Art. 4. Tout fermier ou colon partiaire doit faire une déclaration, et contribuer à raison de ses profits industriels, s'ils excèdent 400 livres de revenu net.

« Art. 5. Les tuteurs, curateurs et autres administrateurs sont tenus de faire les déclarations pour les mineurs et les interdits, et pour les établissements dont ils ont l'administration, excepté les hôpitaux et maisons de charité; et la contribution qu'ils paieront, leur sera allouée dans leurs comptes.

«Art. 6. Les officiers municipaux imposeront ceux qui, domiciliés ou absents du royaume, et jouissant de plus de 400 livres de rente, n'auront pas fait la déclaration prescrite par le décret du 6 octobre. Ils feront notifier cette taxation à la personne ou au dernier domicile de ceux qu'elle

concernera.

Art. 7. Dans un mois du jour de cette notification, les personnes ainsi imposées par les municipalités pourront faire leurs déclarations, lesquelles seront reçues et vaudront comme si elles avaient été faites avant la taxation de la municipalité, ces personnes affirmant que leurs déclarations contiennent vérité. Ce délai d'un mois expiré, la taxation des officiers municipaux ne pourra plus être contestée ; elle sera insérée dans le rôle de la contribution patriotique, et le premier paiement sera exigible conformément au décret du 6 octobre.

Art. 8. Tout citoyen actif, sujet à la contribution patriotique parce qu'il posséderait plus de 400 livres de revenu net, sera tenu, s'il assiste aux assemblées primaires, de représenter avec

l'extrait de ses cotes d'impositions, tant réelles que personnelles, dans les lieux où il a son domicile ou ses propriétés territoriales, l'extrait de sa déclaration pour la contribution patriotique, et ces pièces seront, avant les élections, lues à haute voix dans les assemblées primaires.

Art. 9. Les municipalités enverront à l'assemblée primaire le tableau des déclarations pour la contribution patriotique; ce tableau contiendra les noms de ceux qui les auront faites, et les dates auxquelles elles auront été reçues; il sera imprimé et affiché pendant trois années consécutives dans la salle où les assemblées primaires tiendront leurs séances.

« Art. 10. S'il s'est tenu des assemblées primaires et fait des élections avant la publication du présent décret, elles ne seront pas recommencées, et on ne pourra en attaquer la validité sur le motif que les dispositions de ce décret n'y auraient pas été exécutées.

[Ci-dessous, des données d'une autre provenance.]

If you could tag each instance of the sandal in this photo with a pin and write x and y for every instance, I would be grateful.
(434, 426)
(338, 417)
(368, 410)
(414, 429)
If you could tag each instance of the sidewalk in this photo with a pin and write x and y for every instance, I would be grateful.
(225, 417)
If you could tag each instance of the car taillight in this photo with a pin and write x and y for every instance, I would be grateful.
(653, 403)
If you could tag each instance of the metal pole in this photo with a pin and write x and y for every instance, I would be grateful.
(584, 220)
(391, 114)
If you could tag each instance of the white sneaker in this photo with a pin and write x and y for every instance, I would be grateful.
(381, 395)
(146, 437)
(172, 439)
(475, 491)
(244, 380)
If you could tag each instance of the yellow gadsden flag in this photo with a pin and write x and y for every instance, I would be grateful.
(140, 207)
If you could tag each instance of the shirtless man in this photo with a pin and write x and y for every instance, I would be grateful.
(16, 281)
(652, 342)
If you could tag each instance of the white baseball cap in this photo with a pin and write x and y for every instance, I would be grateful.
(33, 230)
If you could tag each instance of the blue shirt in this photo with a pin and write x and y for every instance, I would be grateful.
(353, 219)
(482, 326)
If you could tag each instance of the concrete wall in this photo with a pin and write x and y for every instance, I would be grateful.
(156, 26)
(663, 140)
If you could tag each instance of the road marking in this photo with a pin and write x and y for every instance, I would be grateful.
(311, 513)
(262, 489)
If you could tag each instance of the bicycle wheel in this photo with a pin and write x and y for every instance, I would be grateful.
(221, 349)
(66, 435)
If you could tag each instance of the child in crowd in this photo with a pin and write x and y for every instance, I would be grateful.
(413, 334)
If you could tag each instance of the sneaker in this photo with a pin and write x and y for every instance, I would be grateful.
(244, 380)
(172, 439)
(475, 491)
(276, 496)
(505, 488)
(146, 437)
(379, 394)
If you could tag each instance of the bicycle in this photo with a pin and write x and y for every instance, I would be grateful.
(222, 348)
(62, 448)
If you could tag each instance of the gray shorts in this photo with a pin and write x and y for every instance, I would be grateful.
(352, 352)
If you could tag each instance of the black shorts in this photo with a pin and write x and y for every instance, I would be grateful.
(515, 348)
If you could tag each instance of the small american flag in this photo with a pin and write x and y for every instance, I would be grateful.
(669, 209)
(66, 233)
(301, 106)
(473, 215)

« Art. 11. L'Assemblée nationale charge son président de présenter dans le jour le présent décret à la sanction du roi. »

M. Démeunier demande à rendre compte d'une sentence d'adjudication des étaux des boucheries de la ville et faubourgs de Paris.

La parole lui est accordée.

M. Démeunier. Par un décret du 5 novembre, vous avez établi pour Paris un tribunal provisoire de police. Il y a trois ou quatre jours que vous avez autorisé les municipalités à exercer les fonctions de la police. Ces deux décrets jugent d'avance la question que le comité de constitution m'a chargé de vous soumettre. Le comité de police a rendu une sentence d'adjudication des étaux de boucherie; les bouchers ne veulent pas se soumettre à cette sentence, que vous ne l'ayez reconnue. Le tribunal de police a suivi les anciens règlements de police; il a fait une chose très utile et très urgente; il a usé du droit que lui accordaient vos décrets. Le comité de constitution propose le projet de décret suivant : « L'Assemblée nationale déclare que le tribunal de police, en rendant, le 16 de ce mois, une sentence d'adjudication des étaux de boucherie, s'est conformé aux termes des décrets, et en conséquence ordonne que ladite sentence sera exécutée selon sa forme et teneur. »>

M. Camus. Le préopinant n'est pas très instruit des faits; il y a, par un ancien privilège, des maisons qui ont exclusivement le droit d'étalage; vous avez supprimé les privilèges en général; vous avez particulièrement supprimé ce droit avec ceux de minage, etc. Je m'oppose à ce que la sentence soit confirmée, et j'observe d'ailleurs que vous ne devez pas vous occuper d'une sentence.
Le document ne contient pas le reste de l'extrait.